NER Tutorial: Named Entity Recognition in NLP

Named Entity Recognition (NER) is a subtask of information extraction that identifies named entities mentioned in unstructured text such as proper nouns, such as names, organizations, locations, and expressions.

Key Concepts

Named Entities: Entities that have a special significance and can be categorized into predefined classes, such as people, organizations, locations, medical codes, time expressions, quantities, monetary values, percentages, etc.
NER Systems: These systems can be rule-based, machine learning-based, or a combination of both.
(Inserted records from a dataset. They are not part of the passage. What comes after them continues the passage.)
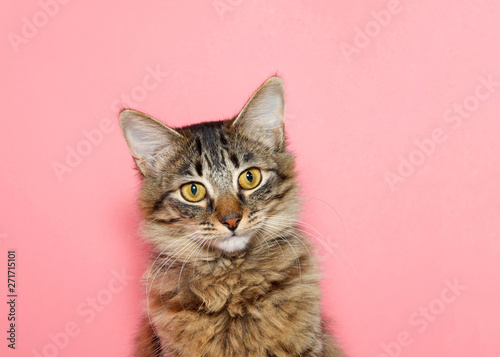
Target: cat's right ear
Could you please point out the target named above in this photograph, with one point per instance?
(146, 137)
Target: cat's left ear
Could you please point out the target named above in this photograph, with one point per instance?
(263, 117)
(146, 138)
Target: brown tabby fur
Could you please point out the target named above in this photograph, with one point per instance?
(260, 301)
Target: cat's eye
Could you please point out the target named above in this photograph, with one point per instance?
(193, 192)
(250, 178)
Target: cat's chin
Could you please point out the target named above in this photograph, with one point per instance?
(232, 244)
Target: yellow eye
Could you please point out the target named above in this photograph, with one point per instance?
(250, 178)
(193, 192)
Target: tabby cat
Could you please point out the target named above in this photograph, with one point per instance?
(231, 274)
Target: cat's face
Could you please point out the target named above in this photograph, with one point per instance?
(221, 185)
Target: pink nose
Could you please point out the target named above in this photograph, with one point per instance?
(231, 222)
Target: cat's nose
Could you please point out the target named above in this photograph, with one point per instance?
(231, 222)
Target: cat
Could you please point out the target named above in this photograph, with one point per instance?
(231, 273)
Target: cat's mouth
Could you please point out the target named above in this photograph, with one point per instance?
(232, 243)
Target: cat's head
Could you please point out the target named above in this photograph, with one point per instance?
(222, 185)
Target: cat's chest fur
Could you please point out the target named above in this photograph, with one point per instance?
(249, 303)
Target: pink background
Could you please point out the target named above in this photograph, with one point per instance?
(360, 94)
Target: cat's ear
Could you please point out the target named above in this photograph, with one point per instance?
(146, 137)
(263, 117)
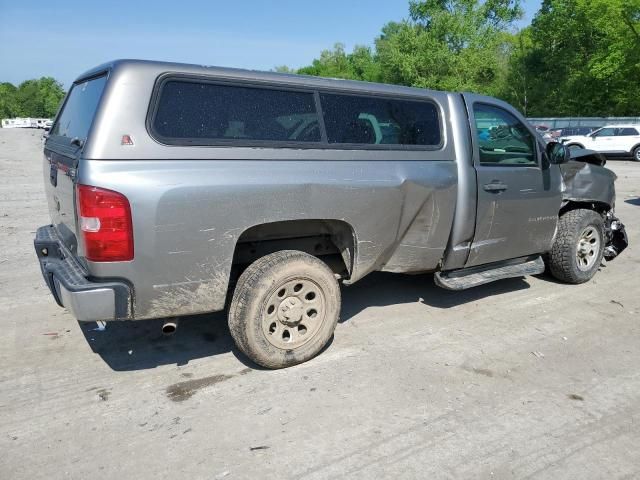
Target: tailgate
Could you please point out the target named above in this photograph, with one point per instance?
(62, 152)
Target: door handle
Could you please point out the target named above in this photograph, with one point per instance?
(495, 187)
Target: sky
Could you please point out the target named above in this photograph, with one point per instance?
(62, 38)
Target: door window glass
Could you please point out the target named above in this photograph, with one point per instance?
(502, 138)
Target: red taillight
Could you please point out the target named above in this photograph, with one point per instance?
(104, 218)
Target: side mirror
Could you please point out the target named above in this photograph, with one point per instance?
(557, 153)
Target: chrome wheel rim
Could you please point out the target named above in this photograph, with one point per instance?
(588, 248)
(293, 313)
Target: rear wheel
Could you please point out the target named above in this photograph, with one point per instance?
(285, 308)
(579, 246)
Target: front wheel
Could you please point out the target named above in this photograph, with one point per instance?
(579, 246)
(285, 308)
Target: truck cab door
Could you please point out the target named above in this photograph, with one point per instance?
(519, 193)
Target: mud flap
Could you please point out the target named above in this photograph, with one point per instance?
(616, 237)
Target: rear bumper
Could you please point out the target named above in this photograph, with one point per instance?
(68, 281)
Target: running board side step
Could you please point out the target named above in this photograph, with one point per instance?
(472, 277)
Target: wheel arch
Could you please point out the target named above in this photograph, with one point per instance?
(331, 240)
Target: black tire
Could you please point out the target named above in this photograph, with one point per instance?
(575, 258)
(263, 322)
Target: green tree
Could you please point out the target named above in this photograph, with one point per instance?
(39, 98)
(8, 103)
(336, 63)
(460, 45)
(583, 58)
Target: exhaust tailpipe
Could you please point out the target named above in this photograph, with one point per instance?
(169, 327)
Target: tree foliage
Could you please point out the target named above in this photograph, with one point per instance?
(33, 98)
(578, 57)
(582, 58)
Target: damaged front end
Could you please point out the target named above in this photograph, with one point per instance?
(585, 181)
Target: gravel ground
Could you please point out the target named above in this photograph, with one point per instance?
(523, 378)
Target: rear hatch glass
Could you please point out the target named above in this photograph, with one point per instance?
(63, 149)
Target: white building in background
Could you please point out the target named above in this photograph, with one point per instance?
(25, 122)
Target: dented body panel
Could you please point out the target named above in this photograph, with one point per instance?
(585, 182)
(403, 210)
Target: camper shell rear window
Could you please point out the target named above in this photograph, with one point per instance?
(196, 111)
(76, 116)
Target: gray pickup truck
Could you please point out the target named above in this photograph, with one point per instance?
(177, 189)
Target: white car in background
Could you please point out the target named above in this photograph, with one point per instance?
(612, 140)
The latter is often preferred for its accuracy and flexibility.

How NER Works

Preprocessing: Text is tokenized, normalized, and lemmatized.
Feature Extraction: Features like word shape, part of speech, and contextual information are extracted.
Modeling: The features are used to train a model, which can be a rule-based system or a machine learning classifier.
Tagging: The model is used to predict the labels for each token in the text.

Examples

Input: "Apple Inc. is an American multinational technology company headquartered in Cupertino, California."
Output: "Apple Inc. (ORG), American (GPE), multinational (GPE), technology (GPE), company (ORG), Cupertino (GPE), California (GPE)"

Resources

For more information on NER and related topics, check out our NER Basics course.

Useful Tools

SpaCy: An open-source natural language processing library with a powerful NER model.
Stanford NER: A rule-based NER tool developed by Stanford University.